This year is the 10th anniversary of Princeton’s Pre-read tradition, which introduces incoming first-year students to Princeton’s intellectual life through the experience of reading and discussing a book together. The Class of 2027’s book is How to Stand Up to a Dictator by Nobel Peace Prize laureate Maria Ressa ’86. Here’s an excerpt from my foreword to the Pre-read edition, which the incoming class will receive this summer. I encourage all alumni to read along with us!
Dear Members of the GREAT Class of 2027, Warm greetings from Princeton! My colleagues and I look forward to welcoming you to campus later this year. Your talents, interests, and perspectives will add tremendously to this community, and I am confident that you in turn will develop and grow through the experiences, interactions, challenges, and opportunities that await you here.
You will find Princeton a place of innovation, activity, and evolving traditions, including some that are very old and some that are quite new. This book represents one of our younger traditions.
During each year of my presidency, I have chosen a “Princeton Pre-read.” My goal when selecting the Pre-read is to find a book that introduces entering students to the University’s academic life and provokes them to examine ethical issues that will be important during their time on campus and after graduation.
The Pre-read will be the subject of an assembly during Orientation week and discussions that I lead in the residential colleges during the fall semester. I like to think of the Pre- read as an academic counterpart to the Pre-rade, a joyous ceremony in which you and your classmates march together to celebrate your arrival at Princeton.
The author of this year’s book is special. She is Maria Ressa ’86, who in 2021 received the Nobel Peace Prize.
I have met many impressive Princeton alumni, but none whom I admire more than Maria Ressa. Her courage is awesome, her values are inspiring, and her energy is boundless. She is also an almost unbelievably generous person who radiates compassion and good humor despite having faced extraordinary threats and hardships.

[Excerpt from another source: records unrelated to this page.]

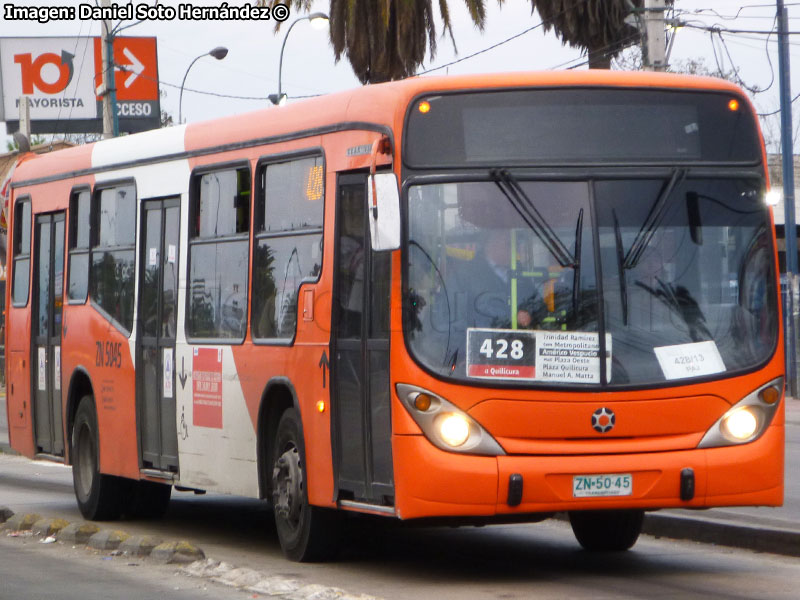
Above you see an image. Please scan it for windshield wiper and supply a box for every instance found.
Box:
[489,169,578,268]
[572,209,583,315]
[622,167,688,269]
[611,209,628,325]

Maria’s book, How to Stand Up to a Dictator: The Fight for Our Future, includes a chapter about her experiences at Princeton. One of many reasons that I chose the book as this year’s Pre-read is that it describes how Maria’s education prepared her, sometimes in surprising ways, for unexpected challenges over the course of her career.
Another thing that I like about How to Stand Up to a Dictator is that it encompasses at least four different narratives, each of them compelling in its own right. One narrative is the story of a young woman’s search for her identity and her calling at Princeton and beyond.
Another is a first-person account from the front lines of pivotal events that reshaped journalism, the Philippines, and the world.
Yet another is a set of recommendations that are embodied in her chapter subtitles and culled from the experiences of a lifetime.
And a fourth is an urgent invitation to join what Maria calls “the fight for our future”: the quest to protect truth, democracy, and humane understanding from the corrosive effects of online media platforms and the algorithms that drive them.
Though Maria continues to fight the legal battles that she describes in this book, she currently plans to join us to discuss her book during Orientation week.
I hope that you enjoy How to Stand Up to a Dictator, and I hope, too, that you have a wonderful and refreshing summer.